I have encountered the term “fanout” (or “fan-out”) in two contexts:
- The dissemination of messages in a stream to consumers; and
- The dissemination of social messages to followers.
My first thought was that it was an overloaded term, but writing it as I did above, it appears to me that these are essentially the same task.
The difference is one of typical cardinality: a message broker collects messages from multiple producers, at which point you expect the message to exist in one or a small number of queues. By comparison, in a social network, the number of consumers and the number of producers are definitionally equal, since everyone is both. Hence, you end up with a different optimal data structure for each.
Stream
You’ll need a persistent message broker if you want to fan out to an arbitrary number of consumers without reconfiguring the broker whenever one is added/removed, but the data representation is sequential across
Social
Here the number of “topics” is in some sense every publisher-follower pair, meaning that the cardinality can actually greatly exceed the number of messages published.
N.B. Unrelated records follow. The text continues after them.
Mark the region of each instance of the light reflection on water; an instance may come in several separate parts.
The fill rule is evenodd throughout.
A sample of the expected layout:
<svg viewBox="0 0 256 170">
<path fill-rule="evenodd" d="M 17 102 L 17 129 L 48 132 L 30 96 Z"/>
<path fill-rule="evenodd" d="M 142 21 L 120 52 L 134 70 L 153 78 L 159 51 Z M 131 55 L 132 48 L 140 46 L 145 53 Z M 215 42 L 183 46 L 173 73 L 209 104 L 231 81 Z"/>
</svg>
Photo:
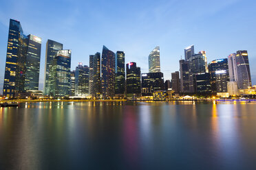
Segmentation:
<svg viewBox="0 0 256 170">
<path fill-rule="evenodd" d="M 0 108 L 0 169 L 255 169 L 256 104 L 233 104 Z"/>
</svg>

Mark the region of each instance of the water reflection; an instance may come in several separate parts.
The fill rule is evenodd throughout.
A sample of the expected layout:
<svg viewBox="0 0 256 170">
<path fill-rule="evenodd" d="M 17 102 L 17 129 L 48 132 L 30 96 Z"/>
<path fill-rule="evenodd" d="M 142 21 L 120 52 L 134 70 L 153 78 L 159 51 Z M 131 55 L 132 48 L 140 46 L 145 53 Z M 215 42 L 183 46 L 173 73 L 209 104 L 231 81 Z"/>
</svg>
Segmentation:
<svg viewBox="0 0 256 170">
<path fill-rule="evenodd" d="M 253 169 L 256 105 L 231 103 L 0 108 L 0 169 Z"/>
</svg>

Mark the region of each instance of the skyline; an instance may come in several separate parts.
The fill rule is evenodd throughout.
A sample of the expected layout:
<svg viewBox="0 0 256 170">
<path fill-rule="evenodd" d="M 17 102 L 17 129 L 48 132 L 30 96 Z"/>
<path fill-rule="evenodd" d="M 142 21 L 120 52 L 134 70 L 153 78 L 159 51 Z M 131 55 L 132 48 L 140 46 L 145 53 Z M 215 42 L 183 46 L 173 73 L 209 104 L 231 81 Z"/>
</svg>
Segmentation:
<svg viewBox="0 0 256 170">
<path fill-rule="evenodd" d="M 29 1 L 25 1 L 29 2 Z M 193 1 L 193 2 L 195 2 L 195 5 L 198 5 L 198 3 L 196 2 L 199 1 Z M 19 5 L 23 4 L 23 2 L 24 1 L 20 2 Z M 133 17 L 139 12 L 137 10 L 138 10 L 140 7 L 143 6 L 141 2 L 139 2 L 138 4 L 138 6 L 134 7 L 134 9 L 132 9 L 136 14 L 131 14 L 131 17 L 127 16 L 127 14 L 122 14 L 122 15 L 119 16 L 113 16 L 113 13 L 110 12 L 109 14 L 107 12 L 107 10 L 103 10 L 103 12 L 101 11 L 100 12 L 97 13 L 97 14 L 95 14 L 96 16 L 93 16 L 92 18 L 86 19 L 87 20 L 85 19 L 85 21 L 89 21 L 89 23 L 96 23 L 96 25 L 88 24 L 86 25 L 78 25 L 80 23 L 78 21 L 81 20 L 81 17 L 83 18 L 83 14 L 85 14 L 81 11 L 83 8 L 82 7 L 84 4 L 81 4 L 81 8 L 78 8 L 76 3 L 69 2 L 68 1 L 65 1 L 63 3 L 71 5 L 71 6 L 68 8 L 67 14 L 63 14 L 63 19 L 61 17 L 57 17 L 60 20 L 58 21 L 58 22 L 56 21 L 56 20 L 54 20 L 56 19 L 56 17 L 52 17 L 52 19 L 50 19 L 50 20 L 48 19 L 50 22 L 47 23 L 45 22 L 45 19 L 43 19 L 42 18 L 39 17 L 39 19 L 36 19 L 36 16 L 39 16 L 41 17 L 45 16 L 42 14 L 43 10 L 40 10 L 39 8 L 32 8 L 31 11 L 22 12 L 21 10 L 24 8 L 19 6 L 19 8 L 21 8 L 19 9 L 19 10 L 17 10 L 17 7 L 13 8 L 13 10 L 12 10 L 10 9 L 10 3 L 3 3 L 3 5 L 1 7 L 2 9 L 0 12 L 0 35 L 2 38 L 0 40 L 0 56 L 1 59 L 3 62 L 0 64 L 1 69 L 1 72 L 3 73 L 0 75 L 0 79 L 3 80 L 4 76 L 9 19 L 17 19 L 21 23 L 25 34 L 28 34 L 29 33 L 42 38 L 39 90 L 43 90 L 43 87 L 45 46 L 47 39 L 56 40 L 63 44 L 63 49 L 70 49 L 72 50 L 71 70 L 74 70 L 78 62 L 83 62 L 84 65 L 89 66 L 89 56 L 94 54 L 96 52 L 101 53 L 102 47 L 105 45 L 110 50 L 114 52 L 116 51 L 123 51 L 126 56 L 125 63 L 128 63 L 128 62 L 136 62 L 138 66 L 141 68 L 142 73 L 148 73 L 148 63 L 145 62 L 145 60 L 147 60 L 148 56 L 152 49 L 156 46 L 160 46 L 161 49 L 160 66 L 161 70 L 164 73 L 164 80 L 171 80 L 171 73 L 179 70 L 179 60 L 180 59 L 181 56 L 182 56 L 182 58 L 184 58 L 184 49 L 191 45 L 195 45 L 195 53 L 198 53 L 202 50 L 206 51 L 208 63 L 215 59 L 227 58 L 229 54 L 235 53 L 238 50 L 247 50 L 248 52 L 249 62 L 251 67 L 253 84 L 255 84 L 256 73 L 255 71 L 253 69 L 253 66 L 256 63 L 256 31 L 253 29 L 255 28 L 255 26 L 256 26 L 256 24 L 255 21 L 253 19 L 253 14 L 255 14 L 255 12 L 253 11 L 253 5 L 251 4 L 255 4 L 255 2 L 253 2 L 253 1 L 246 1 L 246 2 L 242 2 L 242 1 L 228 1 L 228 2 L 222 2 L 222 3 L 224 4 L 222 6 L 217 5 L 220 3 L 220 1 L 211 2 L 210 3 L 211 3 L 213 7 L 211 8 L 212 10 L 210 10 L 210 14 L 205 12 L 205 10 L 209 10 L 209 6 L 211 5 L 209 3 L 207 3 L 209 8 L 206 8 L 208 10 L 202 9 L 199 5 L 198 8 L 202 10 L 202 13 L 195 14 L 193 14 L 191 16 L 191 18 L 193 18 L 193 14 L 197 14 L 199 16 L 198 18 L 191 19 L 192 21 L 189 21 L 187 20 L 179 20 L 178 19 L 176 19 L 177 21 L 175 21 L 176 22 L 175 24 L 178 23 L 178 25 L 175 25 L 174 28 L 172 27 L 173 29 L 168 31 L 167 31 L 167 29 L 168 29 L 168 28 L 170 28 L 172 25 L 169 25 L 170 24 L 168 25 L 166 23 L 162 23 L 162 20 L 164 20 L 162 18 L 164 18 L 165 21 L 166 20 L 169 21 L 166 19 L 168 18 L 167 16 L 170 13 L 170 12 L 168 11 L 168 7 L 171 4 L 179 6 L 184 3 L 172 1 L 171 2 L 173 3 L 168 3 L 167 5 L 164 6 L 163 4 L 165 3 L 163 2 L 164 2 L 164 1 L 161 1 L 158 5 L 156 7 L 154 6 L 153 9 L 151 2 L 151 1 L 150 1 L 150 3 L 149 3 L 146 6 L 146 9 L 147 9 L 148 11 L 147 11 L 147 10 L 142 10 L 140 14 L 145 12 L 145 15 L 139 15 L 140 17 L 141 17 L 140 19 Z M 41 2 L 39 3 L 41 3 Z M 45 4 L 39 4 L 38 8 L 42 8 L 42 9 L 43 9 L 43 7 L 47 5 L 47 3 L 48 2 L 47 1 Z M 124 8 L 125 10 L 130 9 L 131 7 L 134 8 L 134 6 L 132 6 L 132 4 L 134 3 L 134 1 L 131 3 L 122 3 L 122 5 L 121 5 L 116 3 L 116 7 L 126 6 L 126 8 Z M 26 4 L 26 5 L 28 5 L 27 8 L 29 8 L 30 5 L 32 6 L 33 4 L 34 3 L 32 2 L 31 3 L 28 3 Z M 98 3 L 97 4 L 99 3 Z M 206 7 L 207 4 L 205 4 Z M 72 12 L 71 8 L 74 7 L 72 6 L 73 5 L 76 5 L 76 8 L 75 8 L 76 10 L 74 13 L 77 15 L 76 16 L 78 19 L 76 19 L 76 16 L 74 16 L 73 19 L 70 19 L 69 22 L 67 22 L 67 26 L 66 26 L 67 22 L 61 22 L 61 21 L 67 19 L 67 16 L 71 16 L 69 14 L 70 12 Z M 89 2 L 87 5 L 88 5 L 89 7 L 94 7 L 94 3 Z M 105 4 L 103 3 L 99 5 L 99 6 L 101 8 L 103 7 L 104 5 Z M 109 4 L 106 7 L 107 10 L 109 9 L 108 8 L 110 8 L 109 5 L 111 5 Z M 228 17 L 228 15 L 231 14 L 231 11 L 226 11 L 228 9 L 230 10 L 231 7 L 234 8 L 232 12 L 233 16 L 230 18 L 229 20 L 226 20 L 223 25 L 224 20 L 226 19 L 225 18 Z M 186 8 L 187 5 L 184 5 L 184 8 Z M 235 8 L 240 8 L 241 9 L 237 12 L 237 10 L 235 10 Z M 244 8 L 247 10 L 245 10 Z M 162 9 L 165 9 L 165 10 L 162 10 Z M 49 10 L 50 12 L 51 12 L 52 10 L 53 10 L 54 9 L 50 8 Z M 116 10 L 116 8 L 114 10 L 118 11 L 118 10 Z M 34 12 L 35 10 L 36 12 Z M 59 9 L 58 9 L 57 11 L 60 12 L 58 10 Z M 15 12 L 14 12 L 14 11 L 15 11 Z M 147 15 L 147 14 L 149 14 L 150 12 L 152 11 L 153 12 L 153 14 L 149 16 Z M 234 11 L 237 13 L 240 12 L 239 14 L 240 14 L 241 16 L 237 16 L 239 14 L 237 13 L 235 14 Z M 58 13 L 58 12 L 56 12 Z M 32 14 L 32 12 L 34 12 L 35 16 Z M 198 12 L 197 11 L 197 12 Z M 21 14 L 18 14 L 18 13 Z M 89 12 L 87 13 L 85 12 L 85 14 L 87 14 L 89 13 Z M 202 14 L 206 13 L 208 14 L 202 17 Z M 158 18 L 157 17 L 158 14 Z M 221 16 L 221 14 L 224 15 Z M 104 14 L 106 15 L 104 16 Z M 250 14 L 251 14 L 250 17 Z M 47 15 L 47 14 L 45 14 L 45 15 Z M 180 16 L 180 18 L 184 19 L 184 15 Z M 101 19 L 99 16 L 103 16 Z M 164 16 L 160 18 L 160 16 Z M 209 21 L 206 21 L 202 25 L 195 22 L 195 21 L 202 20 L 204 18 L 211 19 L 216 16 L 218 16 L 217 17 L 217 19 L 209 19 Z M 125 19 L 125 18 L 122 19 L 123 17 L 126 19 Z M 237 24 L 239 18 L 244 19 L 244 23 L 242 24 Z M 110 21 L 109 23 L 107 24 L 108 22 L 105 21 L 106 19 L 108 19 L 107 21 Z M 151 25 L 151 22 L 149 23 L 149 21 L 152 21 L 150 19 L 151 19 L 153 21 L 155 21 L 153 23 L 157 25 Z M 92 20 L 96 21 L 93 22 Z M 115 21 L 115 20 L 116 21 Z M 124 21 L 122 22 L 120 20 Z M 173 19 L 171 18 L 170 20 L 173 21 Z M 230 26 L 229 23 L 234 20 L 237 21 L 237 23 L 233 23 L 233 29 L 231 29 L 229 27 L 228 32 L 226 30 L 227 28 L 225 27 L 225 25 L 226 26 L 226 25 Z M 43 22 L 43 21 L 45 22 Z M 71 22 L 71 21 L 73 21 L 73 22 Z M 143 21 L 142 23 L 140 23 L 140 21 Z M 121 24 L 118 23 L 119 21 L 122 21 L 121 23 L 125 23 L 126 21 L 127 23 L 126 25 L 125 24 L 125 25 L 122 26 Z M 131 23 L 133 21 L 135 23 L 134 23 L 134 25 L 128 25 L 129 23 Z M 183 25 L 181 23 L 184 22 L 185 23 L 184 25 L 186 25 L 189 23 L 191 23 L 192 21 L 193 22 L 193 24 L 191 25 L 191 28 L 186 28 L 186 30 L 183 30 L 184 28 L 182 28 Z M 109 26 L 113 24 L 112 22 L 114 22 L 114 23 L 116 23 L 116 25 L 114 26 L 120 26 L 120 27 L 116 28 L 115 29 L 114 27 L 112 26 L 109 28 Z M 61 25 L 62 23 L 63 25 Z M 209 26 L 213 25 L 217 23 L 218 23 L 219 25 L 214 28 L 208 27 Z M 138 25 L 140 27 L 139 27 L 138 29 L 136 28 L 136 26 L 137 25 L 135 25 L 136 23 L 140 23 Z M 145 23 L 145 25 L 143 25 L 143 23 Z M 162 23 L 162 25 L 160 23 Z M 222 25 L 221 23 L 222 23 Z M 60 25 L 61 26 L 59 28 L 54 27 L 51 29 L 49 27 L 49 25 L 54 25 L 54 24 L 57 25 L 61 24 Z M 92 27 L 88 28 L 88 25 L 92 25 Z M 99 28 L 99 26 L 100 25 L 106 26 L 105 28 Z M 203 31 L 200 29 L 202 29 L 201 27 L 202 25 L 204 25 L 204 28 L 206 28 L 203 29 Z M 220 27 L 220 25 L 222 27 Z M 248 25 L 250 25 L 250 27 L 247 27 Z M 167 27 L 164 26 L 167 26 Z M 79 32 L 85 28 L 89 29 L 85 29 L 86 31 L 84 31 L 84 32 L 81 32 L 83 34 Z M 178 30 L 179 28 L 180 30 Z M 220 29 L 220 28 L 222 29 Z M 136 29 L 136 30 L 134 30 L 134 29 Z M 222 32 L 222 30 L 223 31 Z M 218 32 L 218 31 L 220 31 L 220 32 Z M 211 32 L 213 34 L 210 34 Z M 106 34 L 106 32 L 108 34 Z M 156 34 L 156 32 L 157 34 Z M 152 34 L 155 34 L 153 35 L 154 36 L 153 36 L 153 38 L 152 38 Z M 175 36 L 175 34 L 177 34 L 178 36 Z M 96 34 L 98 34 L 98 36 L 96 36 Z M 157 36 L 158 35 L 158 36 Z M 242 36 L 244 38 L 242 38 Z M 219 40 L 217 40 L 217 39 Z M 237 40 L 235 41 L 234 40 Z M 223 42 L 223 43 L 218 43 L 217 42 Z M 0 82 L 1 93 L 2 92 L 3 83 L 3 81 Z"/>
</svg>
In some cases, as with tweets from celebrities, you might have tens of millions of copies of the message being published.
So two special issues come up. First, you’d like to be able to choose between fanning out on read or on write in order to minimize duplication. Second, you’d like to have some efficient way to query for publisher-follower relationships. Since we can fan out on either read or write, we must be able to query in either direction. This is a very natural application of graph databases.